After applying the previous commands I waited all day for the pods to be all up and running but after 6+ hours they never reached the running status:
not sure what the problem was.
What is your hardware configuration in terms of RAM and number of CPU cores?
I’m on Apple M1 Silicon 2020
8 Core CPU
16 GB RAM
Could we try the following?
$ kubectl get pods -n kubeflow
For each pod that’s not ready, see the logs like this (let’s start with mysql):
$ kubectl logs mysql-f7b9b7dd4-2478k -n kubeflow
# I've manually trimmed to only the last few lines
2022-08-04T06:14:04.628127Z 0 [Note] InnoDB: 96 redo rollback segment(s) found. 96 redo rollback segment(s) are active.
2022-08-04T06:14:04.628157Z 0 [Note] InnoDB: 32 non-redo rollback segment(s) are active.
2022-08-04T06:14:04.629407Z 0 [Note] InnoDB: 5.7.33 started; log sequence number 12664279
2022-08-04T06:14:04.630284Z 0 [Note] InnoDB: Loading buffer pool(s) from /var/lib/mysql/ib_buffer_pool
2022-08-04T06:14:04.630656Z 0 [Note] Plugin 'FEDERATED' is disabled.
2022-08-04T06:14:04.636129Z 0 [Note] InnoDB: Buffer pool(s) load completed at 220804 6:14:04
2022-08-04T06:14:04.640858Z 0 [Note] Found ca.pem, server-cert.pem and server-key.pem in data directory.

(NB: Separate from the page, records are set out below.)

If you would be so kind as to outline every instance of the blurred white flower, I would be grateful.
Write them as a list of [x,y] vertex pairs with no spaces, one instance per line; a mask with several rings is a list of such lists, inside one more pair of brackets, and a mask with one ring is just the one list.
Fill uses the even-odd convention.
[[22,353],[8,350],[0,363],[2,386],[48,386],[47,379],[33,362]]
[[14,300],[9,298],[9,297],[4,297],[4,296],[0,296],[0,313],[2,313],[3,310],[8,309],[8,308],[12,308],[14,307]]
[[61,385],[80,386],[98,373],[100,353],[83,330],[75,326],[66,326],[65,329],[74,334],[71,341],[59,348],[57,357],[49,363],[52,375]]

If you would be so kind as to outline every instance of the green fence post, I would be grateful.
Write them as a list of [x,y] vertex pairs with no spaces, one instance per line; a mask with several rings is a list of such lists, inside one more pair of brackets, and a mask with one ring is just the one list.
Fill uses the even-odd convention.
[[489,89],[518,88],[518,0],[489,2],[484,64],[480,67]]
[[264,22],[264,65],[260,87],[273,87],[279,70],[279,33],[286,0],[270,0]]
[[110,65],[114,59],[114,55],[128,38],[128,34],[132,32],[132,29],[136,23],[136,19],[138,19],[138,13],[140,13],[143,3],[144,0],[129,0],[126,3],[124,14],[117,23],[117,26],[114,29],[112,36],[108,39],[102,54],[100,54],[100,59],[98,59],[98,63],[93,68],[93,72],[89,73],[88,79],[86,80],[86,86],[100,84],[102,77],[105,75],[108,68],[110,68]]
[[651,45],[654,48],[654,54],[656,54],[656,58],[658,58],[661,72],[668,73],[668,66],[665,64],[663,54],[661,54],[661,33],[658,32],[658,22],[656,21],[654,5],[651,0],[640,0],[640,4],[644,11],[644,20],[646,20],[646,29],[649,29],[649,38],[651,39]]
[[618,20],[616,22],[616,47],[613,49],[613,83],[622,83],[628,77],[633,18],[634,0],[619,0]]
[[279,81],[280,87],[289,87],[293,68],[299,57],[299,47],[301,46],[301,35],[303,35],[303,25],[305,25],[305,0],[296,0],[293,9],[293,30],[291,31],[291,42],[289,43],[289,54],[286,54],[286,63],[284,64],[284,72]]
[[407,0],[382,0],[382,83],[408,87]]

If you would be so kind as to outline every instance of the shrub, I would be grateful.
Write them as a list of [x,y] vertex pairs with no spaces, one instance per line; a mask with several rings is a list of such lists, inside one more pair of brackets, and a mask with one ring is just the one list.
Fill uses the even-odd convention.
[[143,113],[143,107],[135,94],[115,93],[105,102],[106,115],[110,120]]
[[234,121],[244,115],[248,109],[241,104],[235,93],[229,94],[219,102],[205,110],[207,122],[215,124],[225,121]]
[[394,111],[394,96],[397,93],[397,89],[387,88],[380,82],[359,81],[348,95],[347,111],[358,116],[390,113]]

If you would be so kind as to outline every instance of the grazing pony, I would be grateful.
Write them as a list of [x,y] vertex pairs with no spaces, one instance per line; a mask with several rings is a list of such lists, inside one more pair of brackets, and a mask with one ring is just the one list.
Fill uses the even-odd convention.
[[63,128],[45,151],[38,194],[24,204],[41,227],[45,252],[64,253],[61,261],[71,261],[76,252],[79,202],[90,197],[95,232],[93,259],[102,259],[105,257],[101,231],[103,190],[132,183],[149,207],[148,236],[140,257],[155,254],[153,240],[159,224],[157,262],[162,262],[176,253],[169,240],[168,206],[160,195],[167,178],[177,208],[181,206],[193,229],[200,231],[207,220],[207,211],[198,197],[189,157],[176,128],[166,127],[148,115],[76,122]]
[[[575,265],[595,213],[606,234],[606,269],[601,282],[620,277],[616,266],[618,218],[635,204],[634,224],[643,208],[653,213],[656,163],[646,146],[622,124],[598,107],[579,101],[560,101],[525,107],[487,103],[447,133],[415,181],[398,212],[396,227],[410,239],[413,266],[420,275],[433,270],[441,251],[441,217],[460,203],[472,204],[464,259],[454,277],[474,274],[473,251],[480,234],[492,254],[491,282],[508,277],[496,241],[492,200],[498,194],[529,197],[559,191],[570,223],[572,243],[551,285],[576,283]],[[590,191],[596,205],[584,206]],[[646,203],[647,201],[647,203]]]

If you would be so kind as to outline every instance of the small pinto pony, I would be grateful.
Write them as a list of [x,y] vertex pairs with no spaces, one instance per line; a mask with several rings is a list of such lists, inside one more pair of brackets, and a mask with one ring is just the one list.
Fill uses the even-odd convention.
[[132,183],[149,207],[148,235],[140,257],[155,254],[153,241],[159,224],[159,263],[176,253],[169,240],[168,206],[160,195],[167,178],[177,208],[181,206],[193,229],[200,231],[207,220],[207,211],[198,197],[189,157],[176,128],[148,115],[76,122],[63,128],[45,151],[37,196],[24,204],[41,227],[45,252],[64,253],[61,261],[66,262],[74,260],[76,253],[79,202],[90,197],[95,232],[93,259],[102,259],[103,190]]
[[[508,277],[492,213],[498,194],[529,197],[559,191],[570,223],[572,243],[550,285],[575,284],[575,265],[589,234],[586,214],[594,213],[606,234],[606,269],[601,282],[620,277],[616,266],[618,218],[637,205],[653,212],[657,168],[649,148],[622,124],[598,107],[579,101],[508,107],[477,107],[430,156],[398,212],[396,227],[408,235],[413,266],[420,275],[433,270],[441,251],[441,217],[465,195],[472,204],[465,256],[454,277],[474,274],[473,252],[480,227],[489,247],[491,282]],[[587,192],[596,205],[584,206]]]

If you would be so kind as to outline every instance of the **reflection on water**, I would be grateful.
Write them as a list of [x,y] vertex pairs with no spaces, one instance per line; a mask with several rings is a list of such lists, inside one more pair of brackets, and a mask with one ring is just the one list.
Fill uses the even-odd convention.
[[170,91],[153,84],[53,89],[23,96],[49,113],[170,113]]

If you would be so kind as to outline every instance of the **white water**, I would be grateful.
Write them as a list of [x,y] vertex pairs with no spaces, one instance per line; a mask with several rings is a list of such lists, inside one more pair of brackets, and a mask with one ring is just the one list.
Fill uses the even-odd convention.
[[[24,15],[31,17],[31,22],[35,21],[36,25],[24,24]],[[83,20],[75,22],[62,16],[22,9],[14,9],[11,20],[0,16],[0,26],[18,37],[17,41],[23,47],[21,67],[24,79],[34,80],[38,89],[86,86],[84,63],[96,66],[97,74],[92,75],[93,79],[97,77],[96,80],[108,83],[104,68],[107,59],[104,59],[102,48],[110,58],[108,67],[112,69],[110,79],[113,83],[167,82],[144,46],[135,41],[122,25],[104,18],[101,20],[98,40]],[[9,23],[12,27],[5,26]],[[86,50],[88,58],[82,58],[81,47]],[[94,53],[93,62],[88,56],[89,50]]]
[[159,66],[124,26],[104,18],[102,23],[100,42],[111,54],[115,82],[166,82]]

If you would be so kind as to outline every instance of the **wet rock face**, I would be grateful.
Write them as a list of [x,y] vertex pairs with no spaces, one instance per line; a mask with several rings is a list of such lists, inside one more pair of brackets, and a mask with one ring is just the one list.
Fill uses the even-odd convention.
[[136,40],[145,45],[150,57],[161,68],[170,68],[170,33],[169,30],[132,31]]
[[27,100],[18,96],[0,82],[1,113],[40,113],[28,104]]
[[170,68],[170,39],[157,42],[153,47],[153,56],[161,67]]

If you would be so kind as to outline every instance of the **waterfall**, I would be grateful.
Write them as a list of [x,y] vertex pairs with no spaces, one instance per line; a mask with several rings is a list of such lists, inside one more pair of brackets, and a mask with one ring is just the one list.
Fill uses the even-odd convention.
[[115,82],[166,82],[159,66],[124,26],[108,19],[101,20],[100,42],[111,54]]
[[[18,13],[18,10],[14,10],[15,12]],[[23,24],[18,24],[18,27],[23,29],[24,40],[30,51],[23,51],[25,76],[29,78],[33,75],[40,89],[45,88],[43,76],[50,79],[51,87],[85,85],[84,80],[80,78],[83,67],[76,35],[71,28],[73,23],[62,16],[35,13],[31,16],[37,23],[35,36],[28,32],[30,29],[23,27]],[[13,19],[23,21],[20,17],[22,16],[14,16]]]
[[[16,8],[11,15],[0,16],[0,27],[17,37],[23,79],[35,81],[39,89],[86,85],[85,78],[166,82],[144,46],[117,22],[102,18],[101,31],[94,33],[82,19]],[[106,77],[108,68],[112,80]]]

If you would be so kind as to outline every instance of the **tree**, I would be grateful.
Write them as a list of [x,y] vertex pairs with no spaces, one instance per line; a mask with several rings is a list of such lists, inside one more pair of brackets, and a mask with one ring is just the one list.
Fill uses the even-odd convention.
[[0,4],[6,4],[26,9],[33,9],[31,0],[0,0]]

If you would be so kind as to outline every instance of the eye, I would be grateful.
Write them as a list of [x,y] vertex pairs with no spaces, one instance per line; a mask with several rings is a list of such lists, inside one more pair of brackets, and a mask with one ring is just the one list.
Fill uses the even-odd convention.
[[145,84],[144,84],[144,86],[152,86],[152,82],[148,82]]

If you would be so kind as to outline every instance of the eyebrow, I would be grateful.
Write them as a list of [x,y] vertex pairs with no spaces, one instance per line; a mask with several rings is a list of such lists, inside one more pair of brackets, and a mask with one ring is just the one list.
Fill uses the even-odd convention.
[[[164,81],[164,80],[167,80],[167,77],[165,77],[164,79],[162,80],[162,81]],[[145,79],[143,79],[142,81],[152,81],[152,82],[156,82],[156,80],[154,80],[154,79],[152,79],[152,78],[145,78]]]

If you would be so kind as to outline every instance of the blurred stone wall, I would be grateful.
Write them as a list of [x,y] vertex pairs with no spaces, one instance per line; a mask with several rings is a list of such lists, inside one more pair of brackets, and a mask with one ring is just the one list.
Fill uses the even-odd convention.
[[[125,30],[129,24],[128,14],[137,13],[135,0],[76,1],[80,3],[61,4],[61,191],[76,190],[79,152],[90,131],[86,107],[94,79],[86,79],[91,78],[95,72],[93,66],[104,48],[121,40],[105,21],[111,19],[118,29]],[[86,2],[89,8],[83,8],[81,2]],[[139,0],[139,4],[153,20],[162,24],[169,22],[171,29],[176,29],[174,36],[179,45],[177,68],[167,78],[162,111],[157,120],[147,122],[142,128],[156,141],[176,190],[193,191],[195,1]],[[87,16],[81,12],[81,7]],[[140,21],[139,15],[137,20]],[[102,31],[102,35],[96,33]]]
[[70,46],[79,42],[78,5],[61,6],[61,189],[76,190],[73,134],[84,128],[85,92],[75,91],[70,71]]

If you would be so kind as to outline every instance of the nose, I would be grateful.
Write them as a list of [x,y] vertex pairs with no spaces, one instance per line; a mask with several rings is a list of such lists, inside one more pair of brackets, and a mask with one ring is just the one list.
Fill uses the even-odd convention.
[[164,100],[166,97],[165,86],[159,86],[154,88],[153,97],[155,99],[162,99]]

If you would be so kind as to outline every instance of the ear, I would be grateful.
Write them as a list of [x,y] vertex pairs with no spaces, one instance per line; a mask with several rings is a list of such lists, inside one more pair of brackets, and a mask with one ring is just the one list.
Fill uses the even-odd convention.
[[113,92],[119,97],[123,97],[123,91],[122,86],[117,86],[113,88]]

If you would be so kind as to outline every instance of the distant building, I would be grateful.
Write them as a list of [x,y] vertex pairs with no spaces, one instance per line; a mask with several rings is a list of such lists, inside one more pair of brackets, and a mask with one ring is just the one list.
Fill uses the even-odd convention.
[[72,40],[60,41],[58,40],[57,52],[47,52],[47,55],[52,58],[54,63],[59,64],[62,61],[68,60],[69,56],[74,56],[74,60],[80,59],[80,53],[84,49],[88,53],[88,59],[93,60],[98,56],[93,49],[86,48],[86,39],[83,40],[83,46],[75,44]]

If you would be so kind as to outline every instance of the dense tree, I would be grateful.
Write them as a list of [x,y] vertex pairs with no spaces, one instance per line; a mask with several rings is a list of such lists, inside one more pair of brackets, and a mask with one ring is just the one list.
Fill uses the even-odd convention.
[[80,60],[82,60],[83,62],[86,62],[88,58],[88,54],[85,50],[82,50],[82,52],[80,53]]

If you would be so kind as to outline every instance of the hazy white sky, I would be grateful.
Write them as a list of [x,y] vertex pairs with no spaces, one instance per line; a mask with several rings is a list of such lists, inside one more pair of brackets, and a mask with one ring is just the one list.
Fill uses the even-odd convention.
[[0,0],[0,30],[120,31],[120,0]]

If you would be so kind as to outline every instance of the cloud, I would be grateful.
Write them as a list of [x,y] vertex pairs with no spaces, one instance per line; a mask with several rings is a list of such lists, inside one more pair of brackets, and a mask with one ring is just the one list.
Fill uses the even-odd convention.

Trying to enable SSL support using them.
2022-08-04T06:14:04.640882Z 0 [Note] Skipping generation of SSL certificates as certificate files are present in data directory.
2022-08-04T06:14:04.641970Z 0 [Warning] CA certificate ca.pem is self signed.
2022-08-04T06:14:04.642032Z 0 [Note] Skipping generation of RSA key pair as key files are present in data directory.
2022-08-04T06:14:04.642805Z 0 [Note] Server hostname (bind-address): '*'; port: 3306
2022-08-04T06:14:04.642860Z 0 [Note] IPv6 is available.
2022-08-04T06:14:04.642883Z 0 [Note] - '::' resolves to '::';
2022-08-04T06:14:04.642912Z 0 [Note] Server socket created on IP: '::'.
2022-08-04T06:14:04.646930Z 0 [Warning] Insecure configuration for --pid-file: Location '/var/run/mysqld' in the path is accessible to all OS users. Consider choosing a different directory.
2022-08-04T06:14:04.663204Z 0 [Note] Event Scheduler: Loaded 0 events
2022-08-04T06:14:04.663530Z 0 [Note] mysqld: ready for connections.
Version: '5.7.33' socket: '/var/run/mysqld/mysqld.sock' port: 3306 MySQL Community Server (GPL)
Hello balaji,
5 troublesome pods with large amounts of restarts.
3 that were currently not running.
and 2 pods that failed to ever run stuck in pending state (mysql/workflow controller).
I ran the cluster again and applied the troubleshooting method you recommended with observing the logs this is the output:
Why does mysql pod not have any logs?